Pour satisfaire à l’obligation qui lui incombe, en vertu des dispositions du premier alinéa de l’article R. 522-1 du code de justice administrative, de justifier de l’urgence qu’il y aurait à ordonner la suspension de l’exécution de la décision en litige, M. B… fait valoir que cette décision l’empêche d’exercer normalement son mandat de conseiller municipal de Charenton-le-Pont en se rendant à la mairie, notamment pour y participer aux travaux et réunions du conseil municipal, et porte ainsi atteinte à ses droits d’élus. Il ajoute que la décision en litige méconnaît l’obligation d’accessibilité des bâtiments publics et équipements municipaux aux personnes handicapées. Toutefois, d’une part, il résulte de l’instruction que le requérant s’est vu interdire l’accès au parc de stationnement de la mairie à compter du 10 octobre 2023, ainsi que cela ressort de la pièce qu’il produit en guise d’acte attaqué au titre de l’article R. 412-1 du code de justice administrative. Or il n’a introduit la présente instance de référé que le 30 janvier 2025, soit plus d’un an plus tard. D’autre part et surtout, s’il justifie s’être vu reconnaître la qualité de travailleur handicapé pour la période du 4 septembre 2018 au 3 septembre 2028 et s’être vu délivrer, pour la période du 2 janvier 2018 au 3 août 2028, la carte « mobilité inclusion » portant la mention « priorité » prévue au 2° de l’article L. 241-3 du code de l’action sociale et des familles, laquelle lui permet, en raison d’une incapacité rendant la station debout pénible, d’obtenir une priorité d’accès aux places assises dans les transports en commun, les espaces et salles d’attente et les établissements et manifestations accueillant du public, ainsi qu’une priorité dans les files d’attente, l’intéressé, qui n’établit pas, en revanche, ni même n’allègue, être titulaire d’une carte « mobilité inclusion » portant la mention « stationnement pour personnes handicapées » prévue au 3° du même article, n’apporte aucun élément de nature à démontrer qu’il lui serait effectivement impossible d’accéder à la mairie sans accès au parc de stationnement de celle-ci. Par suite, la condition d’urgence posée à l’article L. 521-1 du code de justice administrative ne peut être regardée comme remplie en l’état de l’instruction.
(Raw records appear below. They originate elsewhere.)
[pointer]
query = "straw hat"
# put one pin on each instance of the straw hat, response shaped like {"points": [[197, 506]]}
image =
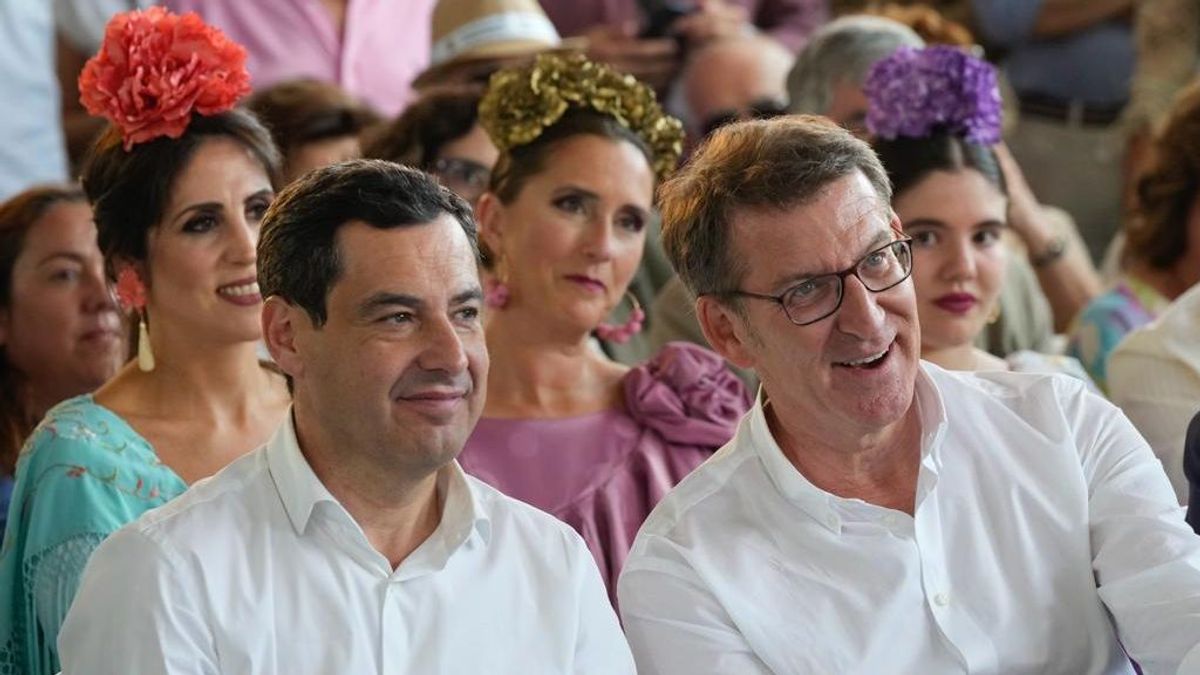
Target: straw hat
{"points": [[469, 35]]}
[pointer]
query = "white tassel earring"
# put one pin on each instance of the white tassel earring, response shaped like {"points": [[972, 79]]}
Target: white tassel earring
{"points": [[145, 354]]}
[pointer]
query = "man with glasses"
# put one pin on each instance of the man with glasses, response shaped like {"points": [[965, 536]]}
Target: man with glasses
{"points": [[876, 513]]}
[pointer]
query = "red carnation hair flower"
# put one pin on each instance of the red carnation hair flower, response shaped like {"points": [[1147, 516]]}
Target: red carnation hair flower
{"points": [[155, 69]]}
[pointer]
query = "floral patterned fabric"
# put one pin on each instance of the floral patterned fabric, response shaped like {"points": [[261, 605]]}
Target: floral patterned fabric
{"points": [[1107, 320], [83, 475], [604, 472]]}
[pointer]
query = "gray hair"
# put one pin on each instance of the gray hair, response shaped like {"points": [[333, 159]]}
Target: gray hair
{"points": [[843, 51]]}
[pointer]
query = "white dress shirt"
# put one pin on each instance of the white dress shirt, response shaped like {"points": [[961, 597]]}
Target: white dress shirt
{"points": [[261, 571], [1038, 512], [1155, 377]]}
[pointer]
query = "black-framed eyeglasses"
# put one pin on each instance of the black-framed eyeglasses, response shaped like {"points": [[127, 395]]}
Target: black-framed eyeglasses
{"points": [[467, 178], [760, 109], [819, 297]]}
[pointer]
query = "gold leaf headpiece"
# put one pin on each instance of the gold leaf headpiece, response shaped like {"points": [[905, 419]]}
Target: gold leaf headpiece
{"points": [[522, 102]]}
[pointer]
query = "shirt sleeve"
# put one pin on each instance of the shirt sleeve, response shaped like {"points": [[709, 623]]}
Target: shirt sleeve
{"points": [[601, 647], [673, 623], [1145, 557], [1159, 398], [1006, 23], [137, 610], [54, 578]]}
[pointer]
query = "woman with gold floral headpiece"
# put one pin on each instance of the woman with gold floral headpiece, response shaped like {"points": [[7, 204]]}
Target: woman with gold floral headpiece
{"points": [[178, 185], [564, 221]]}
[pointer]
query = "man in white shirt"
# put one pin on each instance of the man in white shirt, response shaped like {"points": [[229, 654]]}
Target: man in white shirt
{"points": [[874, 513], [353, 542], [1155, 377]]}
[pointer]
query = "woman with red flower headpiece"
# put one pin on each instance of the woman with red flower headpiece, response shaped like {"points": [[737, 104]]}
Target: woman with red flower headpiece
{"points": [[178, 183]]}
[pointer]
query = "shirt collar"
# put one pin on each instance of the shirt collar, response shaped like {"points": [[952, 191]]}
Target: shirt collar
{"points": [[796, 488], [299, 488], [300, 491]]}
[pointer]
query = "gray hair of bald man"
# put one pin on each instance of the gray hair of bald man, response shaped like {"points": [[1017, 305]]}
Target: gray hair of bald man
{"points": [[843, 51]]}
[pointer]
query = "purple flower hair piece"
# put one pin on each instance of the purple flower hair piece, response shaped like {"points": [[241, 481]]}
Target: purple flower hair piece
{"points": [[915, 93]]}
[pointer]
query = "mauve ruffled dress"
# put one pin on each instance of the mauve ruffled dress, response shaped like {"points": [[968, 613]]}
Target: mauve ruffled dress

Il résulte de ce qui précède qu’il y a lieu de rejeter la requête de M. B…, y compris ses conclusions accessoires à fin d’injonction sous astreinte et celles relatives aux frais liés au litige, suivant la procédure prévue à l’article L. 522-3 du code de justice administrative.
O R D O N N E :
Article 1er : La requête de M. B… est rejetée.
Article 2 : La présente ordonnance sera notifiée à M. A… B….
Fait à Melun, le 19 novembre 2025.
Le juge des référés,
Signé : P. Zanella
La République mande et ordonne au préfet du Val-de-Marne en ce qui le concerne ou à tous commissaires de justice à ce requis en ce qui concerne les voies de droit commun contre les parties privées, de pourvoir à l’exécution de la présente décision.